Si le pire a été évité, il faut néanmoins rappeler que le journal Bretagne des livres, publié par l’ICB, rendait hommage voilà peu à Alan Heusaff à qui venait d’être décerné le prix Xavier de Langlais.

Ce prix, couplé au prix Roparz Hemon, est présidé par Per Denez, vice-président de l’ICB. Les autres membres du jury sont Bernard Le Nail, directeur de l’ICB, Annaig Renault, secrétaire générale de l’ICB, Morwena Denez, fille de Per Denez, et Gérard Cornillet, traducteur en allemand de la méthode de Per Denez.

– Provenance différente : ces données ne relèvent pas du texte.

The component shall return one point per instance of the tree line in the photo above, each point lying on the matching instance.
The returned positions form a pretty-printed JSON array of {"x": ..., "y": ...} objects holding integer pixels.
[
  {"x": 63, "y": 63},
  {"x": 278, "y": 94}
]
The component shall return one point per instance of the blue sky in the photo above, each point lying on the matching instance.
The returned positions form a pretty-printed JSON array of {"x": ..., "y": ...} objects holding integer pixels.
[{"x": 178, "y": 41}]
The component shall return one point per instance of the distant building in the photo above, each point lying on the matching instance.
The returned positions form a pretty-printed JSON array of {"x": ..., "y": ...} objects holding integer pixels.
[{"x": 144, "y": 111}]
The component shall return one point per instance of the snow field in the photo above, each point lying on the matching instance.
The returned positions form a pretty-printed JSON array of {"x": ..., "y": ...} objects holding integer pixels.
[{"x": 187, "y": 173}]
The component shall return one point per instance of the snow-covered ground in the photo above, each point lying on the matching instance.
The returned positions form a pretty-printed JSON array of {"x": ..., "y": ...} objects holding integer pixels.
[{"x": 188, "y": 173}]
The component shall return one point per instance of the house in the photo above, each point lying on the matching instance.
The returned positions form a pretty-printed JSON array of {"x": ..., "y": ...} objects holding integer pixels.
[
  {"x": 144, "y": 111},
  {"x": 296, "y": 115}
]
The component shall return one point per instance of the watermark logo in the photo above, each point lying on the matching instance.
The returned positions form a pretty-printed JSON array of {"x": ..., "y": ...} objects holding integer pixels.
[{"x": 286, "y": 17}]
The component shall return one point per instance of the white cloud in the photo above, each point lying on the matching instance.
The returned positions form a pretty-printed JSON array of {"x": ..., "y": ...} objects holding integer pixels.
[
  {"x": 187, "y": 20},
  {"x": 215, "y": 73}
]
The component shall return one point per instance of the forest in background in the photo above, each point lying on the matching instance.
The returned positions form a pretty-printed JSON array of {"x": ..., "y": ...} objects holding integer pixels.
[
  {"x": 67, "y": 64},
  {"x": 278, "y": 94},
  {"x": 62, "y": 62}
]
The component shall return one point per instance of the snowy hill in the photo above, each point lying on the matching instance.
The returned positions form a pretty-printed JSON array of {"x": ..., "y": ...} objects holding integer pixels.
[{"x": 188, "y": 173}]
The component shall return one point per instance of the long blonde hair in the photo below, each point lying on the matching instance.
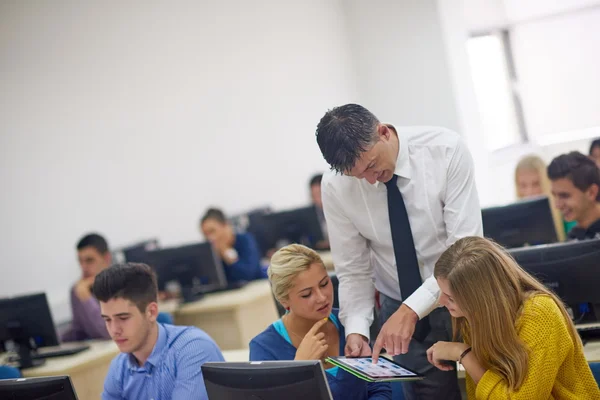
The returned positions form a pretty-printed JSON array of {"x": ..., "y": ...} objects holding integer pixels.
[
  {"x": 491, "y": 288},
  {"x": 532, "y": 162},
  {"x": 286, "y": 264}
]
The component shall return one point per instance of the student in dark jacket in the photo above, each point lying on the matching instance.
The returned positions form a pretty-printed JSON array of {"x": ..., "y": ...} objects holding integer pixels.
[
  {"x": 576, "y": 190},
  {"x": 239, "y": 251},
  {"x": 310, "y": 329}
]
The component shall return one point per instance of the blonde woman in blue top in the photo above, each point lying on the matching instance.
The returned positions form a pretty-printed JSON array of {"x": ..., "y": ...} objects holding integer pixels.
[{"x": 310, "y": 329}]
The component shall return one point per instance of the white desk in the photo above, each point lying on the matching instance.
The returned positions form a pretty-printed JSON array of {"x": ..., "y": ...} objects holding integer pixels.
[
  {"x": 87, "y": 369},
  {"x": 234, "y": 317}
]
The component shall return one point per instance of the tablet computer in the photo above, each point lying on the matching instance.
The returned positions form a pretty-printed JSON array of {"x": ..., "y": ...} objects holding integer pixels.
[{"x": 385, "y": 370}]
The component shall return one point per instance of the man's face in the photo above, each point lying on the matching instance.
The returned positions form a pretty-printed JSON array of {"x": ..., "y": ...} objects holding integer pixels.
[
  {"x": 127, "y": 326},
  {"x": 315, "y": 194},
  {"x": 572, "y": 202},
  {"x": 92, "y": 262},
  {"x": 379, "y": 162}
]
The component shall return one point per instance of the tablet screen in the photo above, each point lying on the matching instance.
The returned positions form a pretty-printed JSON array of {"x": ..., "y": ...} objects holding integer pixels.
[{"x": 383, "y": 369}]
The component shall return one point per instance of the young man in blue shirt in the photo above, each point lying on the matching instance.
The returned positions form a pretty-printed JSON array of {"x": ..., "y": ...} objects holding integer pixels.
[
  {"x": 576, "y": 189},
  {"x": 157, "y": 361}
]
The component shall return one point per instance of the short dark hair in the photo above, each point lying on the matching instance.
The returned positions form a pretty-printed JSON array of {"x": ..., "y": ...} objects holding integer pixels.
[
  {"x": 595, "y": 143},
  {"x": 316, "y": 180},
  {"x": 576, "y": 167},
  {"x": 344, "y": 133},
  {"x": 214, "y": 213},
  {"x": 93, "y": 240},
  {"x": 131, "y": 281}
]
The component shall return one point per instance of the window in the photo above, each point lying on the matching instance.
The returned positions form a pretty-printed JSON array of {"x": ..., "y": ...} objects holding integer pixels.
[{"x": 495, "y": 89}]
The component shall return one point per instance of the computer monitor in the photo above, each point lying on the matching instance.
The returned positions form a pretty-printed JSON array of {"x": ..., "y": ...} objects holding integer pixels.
[
  {"x": 571, "y": 269},
  {"x": 26, "y": 321},
  {"x": 136, "y": 252},
  {"x": 55, "y": 388},
  {"x": 196, "y": 267},
  {"x": 301, "y": 225},
  {"x": 266, "y": 380},
  {"x": 528, "y": 222},
  {"x": 252, "y": 222}
]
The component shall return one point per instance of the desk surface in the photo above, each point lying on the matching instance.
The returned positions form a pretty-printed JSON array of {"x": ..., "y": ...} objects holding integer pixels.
[
  {"x": 99, "y": 352},
  {"x": 228, "y": 299}
]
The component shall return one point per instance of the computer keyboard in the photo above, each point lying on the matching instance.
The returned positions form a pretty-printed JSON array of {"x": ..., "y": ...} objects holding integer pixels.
[{"x": 54, "y": 351}]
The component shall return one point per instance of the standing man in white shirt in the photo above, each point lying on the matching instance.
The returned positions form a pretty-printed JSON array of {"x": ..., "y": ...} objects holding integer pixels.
[{"x": 395, "y": 200}]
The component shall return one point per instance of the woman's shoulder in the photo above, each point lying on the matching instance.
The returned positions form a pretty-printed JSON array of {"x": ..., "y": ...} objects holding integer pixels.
[{"x": 540, "y": 311}]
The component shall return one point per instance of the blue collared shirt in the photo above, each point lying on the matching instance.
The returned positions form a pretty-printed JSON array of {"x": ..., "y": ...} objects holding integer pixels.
[{"x": 171, "y": 372}]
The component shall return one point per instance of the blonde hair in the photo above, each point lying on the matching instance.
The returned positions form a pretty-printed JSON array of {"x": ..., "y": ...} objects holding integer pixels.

Il s’agit d’un prix, comme on peut le voir, aussi lié au mouvement nationaliste breton qu’à l’ICB : en 1988, le prix avait été décerné à Joseph Lec’hvien, encore lui, en 1989 à Franseza Kervendal, la femme de Per Denez, en 1990 à Yves Ollivier, dit Youen Olier, l’un des militants bretons les plus engagés dans la collaboration, comme son beau-frère Alain Louarn dit Alan al Louarn. Le peintre Xavier de Langlais ayant lui-même, comme Roparz Hemon, et comme Per Denez, collaboré à la presse nationaliste sous l’Occupation, de tels choix n’ont rien d’étonnant. Cependant, avec  Heusaff, un nouveau degré est franchi : la notice qui présente le lauréat nous apprend que « né en 1921 à Saint-Yvi, Alan Heusaff fut d’abord instituteur, avant de devenir technicien dans les services météorologiques irlandais. Il est un des fondateurs de la Ligue celtique et rédacteur en chef de la revue « Carn », journal publié en anglais et dans les langues celtiques et dont la vocation est de faire le lien entre les six pays celtiques. » Voilà ce que l’ICB, dans une revue subventionnée sur fonds publics, nous dit : instituteur, Heusaff a fait carrière en Irlande et a poursuivi une méritoire activité de journaliste au service du panceltisme !

Comment cet instituteur s’est-il retrouvé en Irlande ? Mystère. Silence sur le parcours de ce milicien,  l’un des premiers militants bretons à s’être engagé dans la milice bretonne sous uniforme  de la Waffen SS dite Bezen Perrot et en être devenu un des chefs… Blessé en action contre un maquis, Heusaff fut évacué vers l’Allemagne. Il se réfugia ensuite en Irlande comme la plupart des miliciens et autres militants bretons et, comme eux, reprit le combat, sur des bases idéologiques inchangées.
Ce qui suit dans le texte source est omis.